First things first, I am a dedicated member of Fan Fiction.net - reach me at http://www.fanfiction.net/~acatholicgirl I am a more avid user there, and have written stories for National Treasure, Pirates of the Caribbean, The Sound of Music, and Blue's Clues.
Name: Katrina von Bobston...j/k. But one of my teachers calls me Katrina, as an inside joke.
Location: The North Pole, I have a part-time job as one of Santa's elves...do you really believe me?
Age: 495, I have been reincarnated many times.
"Quotes of My Life"
1. Last year, we had a substitute teacher that had been my third grade teacher. She's an old dear, but a little too old. In Health Class, the teacher paid no attention to the class and just wrote stuff about our topic - "Having a Baby in The Eyes of A Parent" - on the blackboard. I was sitting with three good friends - two boys and another girl. One boy went to the bathroom, I took his worksheet that the teacher had given us all and circled "You're going to have a baby" on the sheet. Next to it, we wrote 'Congrats, Daddy', 'Who's the Mommy?', and 'Is it a girl or boy?; You had to be there to laugh hard at it...
2. I was in my little sisters' bedroom and one of them was playing with Mary Poppins and Bert dolls. She was pretending that Bert was proposing to Mary. "Bert" said: "Mary, I love you. I want to sleep with you." And I just exploded with laughter. She's only ten years old and doesn't know the facts of life yet, ha...
3. The infamous Sanitation Man=D...um, I'd really rather not explain, lol!
4. "What are we wearing to the city, Patrick?" "Uh...clothes?" LAUGHTER!! You see, our homeroom was going to NYC to see Wintuk and we were supposed to get dressed up - no jeans, sneakers, etc. Patrick was taking a test in another room and came in after our teacher had explained everything. The quote above was then uttered by my teacher and then Pat.
5. "Say hello to 'Big Fat Joe'!" An inside joke between my sister and I, tee-hee...
6. One of my friends tends to burst out with patriotic speeches in school, blabbering about, "taxes and being American." This past week, our homeroom did this arts & crafts thing with little third-graders, and my friend that does all these speeches got along perfectly with the kid he was paired with, and didn't get along with the kid my other friend was paired with. So, the friend who does the speeches was "protesting" or whatever, and then the third-grader of my other friend goes, "You're too spiritual!" My friend who does the speeches: "Quiet, arrogant child!" The kid: "You're mean!" My friend: "I don't like you!" hahahahaha...
7. My sister naming the little black bugs we occasionally find lurking in our kitchen...today, she found two of them and named them Frankie and Fred. The next one she finds will be named Oswald. My sister was obviously dropped on her head as a baby.
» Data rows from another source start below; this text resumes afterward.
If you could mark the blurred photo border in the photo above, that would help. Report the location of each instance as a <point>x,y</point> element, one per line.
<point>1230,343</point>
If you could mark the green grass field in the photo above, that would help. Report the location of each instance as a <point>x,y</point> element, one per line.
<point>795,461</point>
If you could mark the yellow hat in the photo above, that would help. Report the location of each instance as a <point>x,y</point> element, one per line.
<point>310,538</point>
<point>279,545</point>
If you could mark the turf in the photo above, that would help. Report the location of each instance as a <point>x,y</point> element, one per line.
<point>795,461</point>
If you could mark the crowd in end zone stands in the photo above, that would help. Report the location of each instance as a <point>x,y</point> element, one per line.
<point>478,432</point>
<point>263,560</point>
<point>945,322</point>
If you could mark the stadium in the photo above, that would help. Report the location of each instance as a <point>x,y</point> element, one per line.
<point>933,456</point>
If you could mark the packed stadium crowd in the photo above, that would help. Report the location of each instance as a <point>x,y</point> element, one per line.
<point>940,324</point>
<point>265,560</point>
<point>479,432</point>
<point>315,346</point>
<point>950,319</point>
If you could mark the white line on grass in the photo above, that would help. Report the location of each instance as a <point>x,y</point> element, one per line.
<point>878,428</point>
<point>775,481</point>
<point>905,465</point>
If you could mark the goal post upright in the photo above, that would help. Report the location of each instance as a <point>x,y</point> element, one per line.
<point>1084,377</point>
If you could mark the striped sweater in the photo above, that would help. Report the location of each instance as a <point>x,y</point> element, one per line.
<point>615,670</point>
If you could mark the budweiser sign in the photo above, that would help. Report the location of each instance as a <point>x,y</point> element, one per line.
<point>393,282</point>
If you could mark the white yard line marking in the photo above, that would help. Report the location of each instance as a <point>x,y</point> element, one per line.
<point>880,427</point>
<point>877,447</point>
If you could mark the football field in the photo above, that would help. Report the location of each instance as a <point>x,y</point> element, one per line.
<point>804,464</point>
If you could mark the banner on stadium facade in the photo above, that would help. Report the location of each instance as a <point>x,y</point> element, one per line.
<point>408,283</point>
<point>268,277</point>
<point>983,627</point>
8. My mother, siblings, and I went to the Bronx Zoo over spring break. On our way there, we passed a school for the deaf. I asked my mom what the building was for, and she said, "It's a school for the deaf." And then my sister - who was all the way in the back seat, the same sister who names little black bugs and has Bert propose to Mary - screeches, "What's that? School for the dead?" My mom goes, "School for the DEAF. Maybe they can help you!" Haha, no day is dull with my sister...
"The problem with here is that it's where I'm from."
"Forgetting someone is not remembering any of the memories or good times. Letting go of someone is moving on, but keeping the memories. So, don't forget them, but let them go."